Anaconda stars Black and Rudd as Doug and Griff, lifelong friends from Buffalo who team up to reboot Anaconda "indie-style" in the jungles of the Amazon. Doug films wedding videos but storyboards them as if he were shooting a horror film and Griff is a struggling actor who scores bit parts on TV shows. Griff tells Doug and his other friends Kenny (Zahn) and Claire (Newton) that he owns the rights to Anaconda, which they believe and start going to work.

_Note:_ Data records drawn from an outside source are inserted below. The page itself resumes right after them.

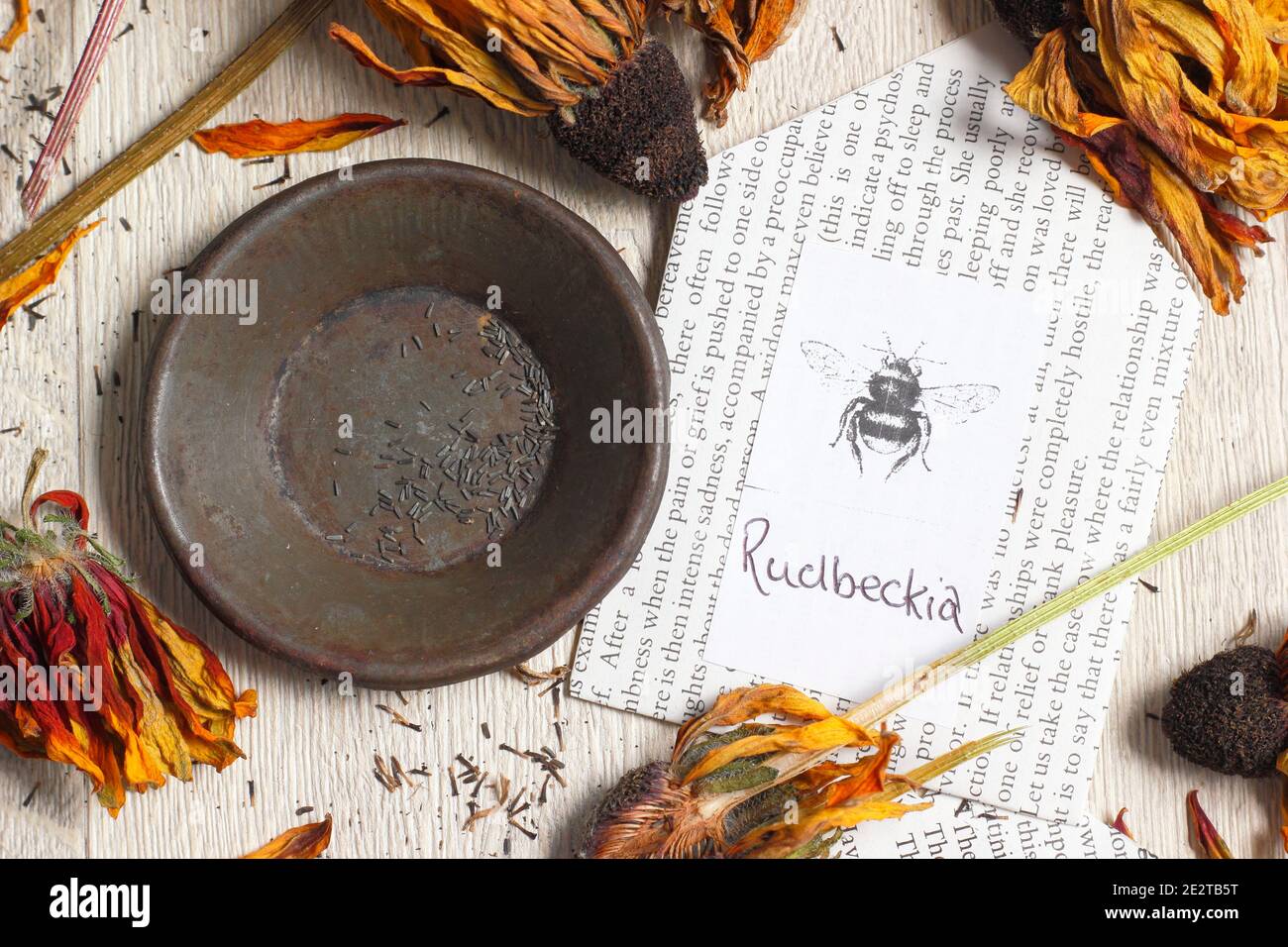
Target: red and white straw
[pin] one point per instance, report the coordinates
(68, 114)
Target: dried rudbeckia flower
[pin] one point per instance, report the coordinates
(301, 841)
(22, 286)
(1177, 105)
(612, 94)
(1207, 839)
(258, 138)
(21, 17)
(759, 789)
(1231, 714)
(738, 33)
(90, 673)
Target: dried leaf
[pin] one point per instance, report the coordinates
(21, 18)
(42, 273)
(259, 138)
(301, 841)
(1206, 838)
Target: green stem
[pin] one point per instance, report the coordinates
(163, 138)
(872, 711)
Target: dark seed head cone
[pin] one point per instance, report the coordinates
(1229, 712)
(640, 129)
(1031, 20)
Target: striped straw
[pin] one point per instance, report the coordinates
(68, 114)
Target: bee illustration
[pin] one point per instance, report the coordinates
(893, 410)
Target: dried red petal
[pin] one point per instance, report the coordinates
(1206, 838)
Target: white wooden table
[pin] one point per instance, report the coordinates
(72, 381)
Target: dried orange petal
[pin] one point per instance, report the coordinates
(22, 286)
(301, 841)
(21, 17)
(1207, 839)
(738, 33)
(1121, 823)
(261, 138)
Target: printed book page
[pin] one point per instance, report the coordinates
(927, 174)
(957, 828)
(883, 451)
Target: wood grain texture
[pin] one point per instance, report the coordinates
(72, 381)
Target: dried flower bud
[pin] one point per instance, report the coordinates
(1031, 20)
(1229, 712)
(613, 95)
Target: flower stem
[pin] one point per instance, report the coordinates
(161, 140)
(29, 486)
(880, 706)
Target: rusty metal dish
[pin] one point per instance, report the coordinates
(243, 421)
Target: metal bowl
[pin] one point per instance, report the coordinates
(370, 292)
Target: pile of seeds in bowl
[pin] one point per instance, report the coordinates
(462, 468)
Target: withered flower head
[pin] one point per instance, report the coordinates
(759, 789)
(612, 94)
(90, 673)
(1176, 103)
(1031, 20)
(40, 273)
(738, 33)
(1231, 712)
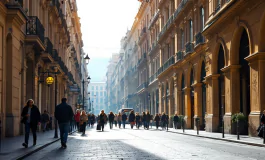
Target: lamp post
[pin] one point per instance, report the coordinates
(83, 82)
(49, 81)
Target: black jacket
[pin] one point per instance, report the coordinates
(34, 115)
(111, 117)
(63, 113)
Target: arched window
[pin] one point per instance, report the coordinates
(191, 30)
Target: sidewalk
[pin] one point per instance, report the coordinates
(244, 139)
(12, 147)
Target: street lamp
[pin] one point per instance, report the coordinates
(49, 81)
(83, 82)
(87, 59)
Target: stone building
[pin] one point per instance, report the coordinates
(37, 38)
(202, 59)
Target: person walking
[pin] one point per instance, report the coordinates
(83, 121)
(102, 118)
(111, 119)
(124, 118)
(31, 119)
(148, 119)
(144, 119)
(119, 119)
(64, 114)
(157, 120)
(137, 120)
(132, 119)
(115, 119)
(175, 120)
(77, 119)
(44, 121)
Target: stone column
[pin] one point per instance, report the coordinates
(257, 90)
(232, 95)
(197, 103)
(212, 118)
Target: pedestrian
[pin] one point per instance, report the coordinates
(132, 119)
(175, 120)
(119, 119)
(44, 120)
(137, 120)
(102, 118)
(157, 120)
(92, 120)
(163, 121)
(148, 119)
(115, 119)
(64, 114)
(144, 119)
(83, 121)
(111, 119)
(124, 118)
(77, 119)
(31, 119)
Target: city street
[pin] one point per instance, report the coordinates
(146, 144)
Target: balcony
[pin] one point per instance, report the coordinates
(142, 86)
(35, 31)
(47, 55)
(189, 48)
(179, 55)
(167, 64)
(143, 59)
(154, 19)
(199, 38)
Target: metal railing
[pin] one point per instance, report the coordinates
(48, 46)
(34, 27)
(199, 38)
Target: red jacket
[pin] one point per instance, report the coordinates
(77, 117)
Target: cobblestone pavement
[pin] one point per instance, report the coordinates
(146, 144)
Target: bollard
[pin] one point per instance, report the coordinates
(263, 133)
(237, 127)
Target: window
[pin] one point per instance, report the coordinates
(191, 31)
(202, 18)
(182, 38)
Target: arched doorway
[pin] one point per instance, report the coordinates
(183, 95)
(203, 74)
(192, 98)
(221, 85)
(244, 74)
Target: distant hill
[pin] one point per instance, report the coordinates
(97, 68)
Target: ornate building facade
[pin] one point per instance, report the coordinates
(38, 39)
(202, 59)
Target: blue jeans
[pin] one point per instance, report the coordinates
(64, 129)
(123, 123)
(33, 128)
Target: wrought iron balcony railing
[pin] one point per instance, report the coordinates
(189, 48)
(199, 38)
(34, 27)
(179, 55)
(48, 46)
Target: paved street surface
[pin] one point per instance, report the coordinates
(146, 144)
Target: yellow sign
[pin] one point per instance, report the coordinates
(49, 80)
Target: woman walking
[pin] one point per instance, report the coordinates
(157, 119)
(137, 120)
(31, 118)
(119, 119)
(83, 121)
(132, 119)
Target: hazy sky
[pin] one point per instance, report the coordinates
(104, 23)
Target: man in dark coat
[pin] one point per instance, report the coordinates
(64, 114)
(31, 118)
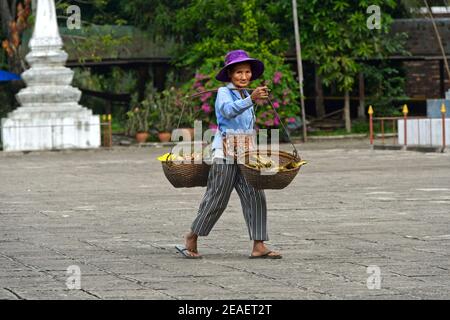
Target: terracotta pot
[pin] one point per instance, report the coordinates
(190, 132)
(142, 137)
(164, 136)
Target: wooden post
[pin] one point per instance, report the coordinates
(299, 66)
(405, 117)
(320, 108)
(443, 111)
(371, 124)
(362, 97)
(347, 115)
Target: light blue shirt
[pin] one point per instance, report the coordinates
(233, 113)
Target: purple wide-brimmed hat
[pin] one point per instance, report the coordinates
(239, 56)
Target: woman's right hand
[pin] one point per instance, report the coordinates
(260, 93)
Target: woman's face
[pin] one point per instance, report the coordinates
(241, 74)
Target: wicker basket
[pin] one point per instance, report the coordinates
(186, 175)
(278, 180)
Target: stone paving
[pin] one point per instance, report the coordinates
(113, 214)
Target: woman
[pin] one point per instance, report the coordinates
(234, 111)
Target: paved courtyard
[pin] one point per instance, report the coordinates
(113, 215)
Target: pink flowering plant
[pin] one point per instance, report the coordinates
(277, 76)
(207, 56)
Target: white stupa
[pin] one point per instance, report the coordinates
(49, 117)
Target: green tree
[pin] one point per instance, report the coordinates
(335, 36)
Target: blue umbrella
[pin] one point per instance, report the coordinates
(8, 76)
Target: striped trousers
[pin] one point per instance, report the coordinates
(222, 179)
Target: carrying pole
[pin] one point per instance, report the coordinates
(300, 67)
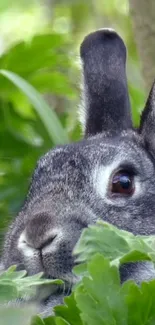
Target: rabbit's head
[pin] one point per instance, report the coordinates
(110, 174)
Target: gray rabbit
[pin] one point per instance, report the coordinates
(109, 174)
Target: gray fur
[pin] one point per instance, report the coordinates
(70, 188)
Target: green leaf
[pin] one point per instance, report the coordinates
(117, 245)
(69, 311)
(98, 297)
(16, 316)
(47, 115)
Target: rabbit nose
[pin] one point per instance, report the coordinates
(29, 246)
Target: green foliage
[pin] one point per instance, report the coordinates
(98, 298)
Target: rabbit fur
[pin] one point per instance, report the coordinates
(71, 184)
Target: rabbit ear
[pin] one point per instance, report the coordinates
(147, 123)
(105, 95)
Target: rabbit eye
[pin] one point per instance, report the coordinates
(122, 183)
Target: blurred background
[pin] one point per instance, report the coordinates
(39, 41)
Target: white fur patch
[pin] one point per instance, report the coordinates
(24, 247)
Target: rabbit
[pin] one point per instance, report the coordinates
(110, 174)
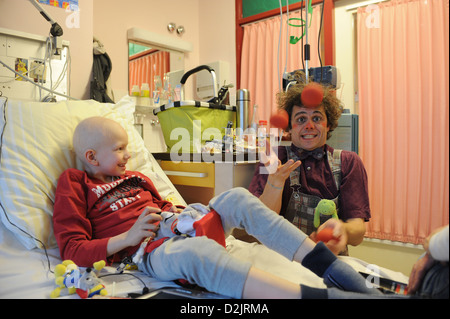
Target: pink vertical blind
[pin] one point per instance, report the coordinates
(144, 68)
(259, 69)
(403, 79)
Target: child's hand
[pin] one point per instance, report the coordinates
(145, 226)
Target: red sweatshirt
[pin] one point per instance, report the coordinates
(88, 212)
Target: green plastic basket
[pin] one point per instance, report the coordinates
(184, 123)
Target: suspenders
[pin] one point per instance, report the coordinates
(301, 206)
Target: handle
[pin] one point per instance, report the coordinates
(185, 174)
(195, 70)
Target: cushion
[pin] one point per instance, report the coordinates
(36, 147)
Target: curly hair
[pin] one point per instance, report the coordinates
(292, 97)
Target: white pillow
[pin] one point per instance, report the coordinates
(37, 147)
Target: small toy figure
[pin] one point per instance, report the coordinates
(68, 275)
(325, 207)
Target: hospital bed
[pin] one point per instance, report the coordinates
(35, 149)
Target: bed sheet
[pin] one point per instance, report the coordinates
(24, 274)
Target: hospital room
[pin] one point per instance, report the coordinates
(272, 131)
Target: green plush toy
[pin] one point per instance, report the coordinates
(325, 207)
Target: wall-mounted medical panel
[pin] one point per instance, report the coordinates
(35, 58)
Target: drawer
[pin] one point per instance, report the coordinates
(189, 174)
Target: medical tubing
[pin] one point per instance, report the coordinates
(39, 86)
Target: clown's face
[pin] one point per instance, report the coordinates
(309, 127)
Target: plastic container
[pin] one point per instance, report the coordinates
(262, 134)
(145, 90)
(193, 118)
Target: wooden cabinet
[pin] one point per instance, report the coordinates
(198, 182)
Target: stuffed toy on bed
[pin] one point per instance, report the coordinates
(86, 285)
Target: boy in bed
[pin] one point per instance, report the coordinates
(106, 212)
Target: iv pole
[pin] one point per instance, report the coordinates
(55, 31)
(307, 52)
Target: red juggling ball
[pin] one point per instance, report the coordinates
(312, 95)
(280, 119)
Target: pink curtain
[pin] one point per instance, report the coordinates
(403, 79)
(259, 70)
(143, 69)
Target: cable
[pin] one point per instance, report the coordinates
(1, 205)
(287, 37)
(280, 85)
(318, 41)
(4, 126)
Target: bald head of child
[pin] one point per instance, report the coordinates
(101, 144)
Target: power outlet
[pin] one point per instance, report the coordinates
(37, 71)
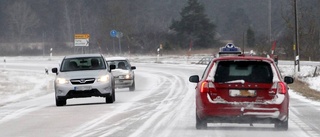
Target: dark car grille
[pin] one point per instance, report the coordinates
(82, 81)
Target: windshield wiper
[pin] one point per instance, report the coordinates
(236, 81)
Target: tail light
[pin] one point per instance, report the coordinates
(280, 87)
(207, 86)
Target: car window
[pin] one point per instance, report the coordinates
(120, 64)
(84, 63)
(249, 71)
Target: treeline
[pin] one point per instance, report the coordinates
(33, 26)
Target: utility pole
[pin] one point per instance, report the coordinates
(297, 58)
(270, 31)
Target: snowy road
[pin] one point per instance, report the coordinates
(162, 106)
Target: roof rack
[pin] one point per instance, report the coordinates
(230, 49)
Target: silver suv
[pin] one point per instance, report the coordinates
(123, 73)
(84, 75)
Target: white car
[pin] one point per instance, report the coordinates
(83, 75)
(123, 73)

One mistake of Anaconda is how the movie Doug and Griff are making doesn't seem indie at all. I reflected on Dolemite Is My Name (2019), in which Ray Ray Moore (played by Eddie Murphy) decides to make a low-budget film which was poor quality, but teemed with the energy of a man trying to reverse his fortunes. Any positives that can be gained from Anaconda is that we're rooting for this group to change their own lives, but the movie they're filming should've been Ed Wood-light. The process should've been the story, but instead we're treated to boring subplots involving illegal gold miners and a massive snake which terrorizes the region. I wanted to tell these tangents that they're in the wrong movie and belong in a different one.
There is one funny line in which Kenny discusses being "Buffalo Sober", which means that he sticks to beer and wine only, with occasional forays into "not hard" liquors. The movie doesn't build on that, but instead relegates the funny Zahn to a footnote.